Falar em comprometimento do teste da realidade significa que o indivíduo avalia incorretamente a acuidade das suas percepções e pensamentos, realizando inferências incorretas acerca da realidade externa, ainda que em face de evidências contrárias.
Contudo o termo psicótico não se aplica a distorções menores da realidade que decorram de juízo relativo. Por exemplo, uma pessoa deprimida que subestima suas conquistas e qualidades não deveria ser considerada psicótica, enquanto aquela que julga ser culpada de uma catástrofe natural, sim.
A evidência direta do comportamento psicótico é a presença de delírios ou alucinações sem discernimento de sua natureza patológica. Às vezes o comportamento pode estar tão amplamente desorganizado que se pode, a priori, inferir um prejuízo importante do teste da realidade, quando a fala é amplamente incoerente e o indivíduo, em geral agitado, não demonstra notar a incompreensibilidade do seu discurso.
É possível que indivíduos com transtorno mental não-psicótico venham a exibir, embora mais raramente, sintomas psicóticos. Tal fato pode ser encontrado, por exemplo em transtornos graves do humor. Neste caso há necessidade de especificar, assim por exemplo: depressão com psicose.
No DSM-IV, os transtornos psicóticos incluem os transtornos invasivos do desenvolvimento, esquizofrenia, transtorno esquizofreniforme, transtorno esquizoafetivo, transtorno delirante, transtorno psicótico breve, transtorno psicótico compartilhado, transtorno psicótico devido a uma condição médica geral, transtorno psicótico induzido por substância e transtorno psicótico sem outra especificação.

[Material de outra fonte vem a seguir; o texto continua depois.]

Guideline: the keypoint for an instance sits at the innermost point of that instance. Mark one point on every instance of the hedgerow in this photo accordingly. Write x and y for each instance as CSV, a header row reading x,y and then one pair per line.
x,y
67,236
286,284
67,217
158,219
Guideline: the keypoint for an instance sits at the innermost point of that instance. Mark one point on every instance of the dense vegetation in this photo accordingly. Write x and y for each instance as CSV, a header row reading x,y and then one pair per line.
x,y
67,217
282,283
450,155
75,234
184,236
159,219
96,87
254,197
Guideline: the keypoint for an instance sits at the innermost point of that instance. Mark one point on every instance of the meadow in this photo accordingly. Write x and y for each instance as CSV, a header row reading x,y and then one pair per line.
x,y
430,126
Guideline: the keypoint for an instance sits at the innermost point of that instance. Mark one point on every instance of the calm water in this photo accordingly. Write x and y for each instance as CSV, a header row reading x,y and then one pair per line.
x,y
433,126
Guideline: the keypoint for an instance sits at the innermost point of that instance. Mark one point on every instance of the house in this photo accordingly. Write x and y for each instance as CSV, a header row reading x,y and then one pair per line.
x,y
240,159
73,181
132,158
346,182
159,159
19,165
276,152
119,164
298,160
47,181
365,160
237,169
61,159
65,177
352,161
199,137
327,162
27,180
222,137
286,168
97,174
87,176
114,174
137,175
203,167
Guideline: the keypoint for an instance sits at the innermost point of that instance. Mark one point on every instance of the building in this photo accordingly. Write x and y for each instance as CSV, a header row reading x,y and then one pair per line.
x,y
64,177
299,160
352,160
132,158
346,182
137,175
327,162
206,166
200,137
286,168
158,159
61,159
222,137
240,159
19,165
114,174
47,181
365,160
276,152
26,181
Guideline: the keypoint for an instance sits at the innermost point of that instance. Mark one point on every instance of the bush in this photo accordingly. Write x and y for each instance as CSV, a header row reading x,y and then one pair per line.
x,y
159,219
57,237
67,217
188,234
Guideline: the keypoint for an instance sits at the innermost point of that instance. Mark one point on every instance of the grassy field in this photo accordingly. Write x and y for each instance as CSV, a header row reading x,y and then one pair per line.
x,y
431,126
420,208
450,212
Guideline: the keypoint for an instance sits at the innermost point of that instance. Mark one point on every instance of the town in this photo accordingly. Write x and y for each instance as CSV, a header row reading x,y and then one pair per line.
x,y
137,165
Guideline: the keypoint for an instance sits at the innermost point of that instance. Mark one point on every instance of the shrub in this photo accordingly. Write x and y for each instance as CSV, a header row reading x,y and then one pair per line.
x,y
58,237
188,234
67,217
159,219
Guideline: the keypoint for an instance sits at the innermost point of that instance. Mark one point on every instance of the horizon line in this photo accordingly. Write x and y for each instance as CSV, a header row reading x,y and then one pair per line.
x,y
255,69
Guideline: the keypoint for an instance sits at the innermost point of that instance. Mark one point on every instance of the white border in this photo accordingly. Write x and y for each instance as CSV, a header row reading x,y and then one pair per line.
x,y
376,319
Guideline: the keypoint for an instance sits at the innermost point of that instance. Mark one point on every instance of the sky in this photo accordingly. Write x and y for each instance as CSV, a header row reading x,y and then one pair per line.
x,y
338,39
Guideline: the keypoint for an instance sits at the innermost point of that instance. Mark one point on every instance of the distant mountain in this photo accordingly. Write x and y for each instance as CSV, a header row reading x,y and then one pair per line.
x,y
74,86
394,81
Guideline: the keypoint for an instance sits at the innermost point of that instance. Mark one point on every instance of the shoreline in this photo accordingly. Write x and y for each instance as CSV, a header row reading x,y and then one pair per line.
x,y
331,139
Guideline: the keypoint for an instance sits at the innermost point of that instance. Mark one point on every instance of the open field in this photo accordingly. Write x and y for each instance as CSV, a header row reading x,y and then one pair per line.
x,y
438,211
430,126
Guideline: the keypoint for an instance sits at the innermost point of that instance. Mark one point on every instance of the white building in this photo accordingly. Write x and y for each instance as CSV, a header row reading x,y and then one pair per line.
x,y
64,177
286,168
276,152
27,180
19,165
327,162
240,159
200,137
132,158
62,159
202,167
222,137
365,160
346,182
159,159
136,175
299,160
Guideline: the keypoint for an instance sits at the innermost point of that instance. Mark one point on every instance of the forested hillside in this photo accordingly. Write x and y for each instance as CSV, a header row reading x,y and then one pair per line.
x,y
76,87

É importante lembrarmos a diferença entre síndrome e transtorno. Síndrome é uma condição que se caracteriza por uma coleção de sinais e sintomas com certa correlação, com uma certa homogeneidade, mas que, contudo, apresenta certas variações importantes. Podemos falar numa síndrome psicótica que é caracterizada pelas alterações básicas descritas nesta introdução e que engloba por sua vez vários transtornos ou doenças, que apresentam as características básicas da síndrome mas que diferem entre si com relação a outros critérios, digamos assim, secundários, como tempo de duração, concomitância de sintomas de outras síndromes, fatores e nexos causais, ou mesmo características mais particulares.
SITUAÇÕES QUE SUGEREM UMA SÍNDROME PSICÓTICA: (como quadro principal ou concomitante)
|
DIAGNÓSTICO DIFERENCIAL NAS MANIFESTAÇÕES PSICÓTICAS:
Antes mesmo de mencionarmos os transtornos definidos pelo DSM-IV na respectiva seção, é necessário que conheçamos alguns outros conceitos, que são fundamentais para auxiliar o raciocínio diagnóstico, para que tenhamos uma definição operacional de termos correntemente utilizados:
Psicose (pode-se ler Síndrome Psicótica): nítido prejuízo do teste da realidade, evidenciado por delírios, alucinações, pensamento incoerente, nítido afrouxamento das associações, pobreza do conteúdo do pensamento, pensamento nitidamente ilógico, conduta bizarra ou grosseiramente desorganizada, ou ainda catatônica.
Síndrome Cerebral Orgânica (alucinose ou delirium e outras): havendo psicose e fator orgânico conhecido pela história e/ou exames complementares ou história de abuso de substâncias psicoativas.
Simulação de Psicose: sintomas sob o controle voluntário e com objetivos obviamente reconhecíveis.
Transtorno Factício/Pantomimia, Síndrome de Münchausen: objetivos não reconhecíveis, mas sintomas sob controle voluntário, como na simulação.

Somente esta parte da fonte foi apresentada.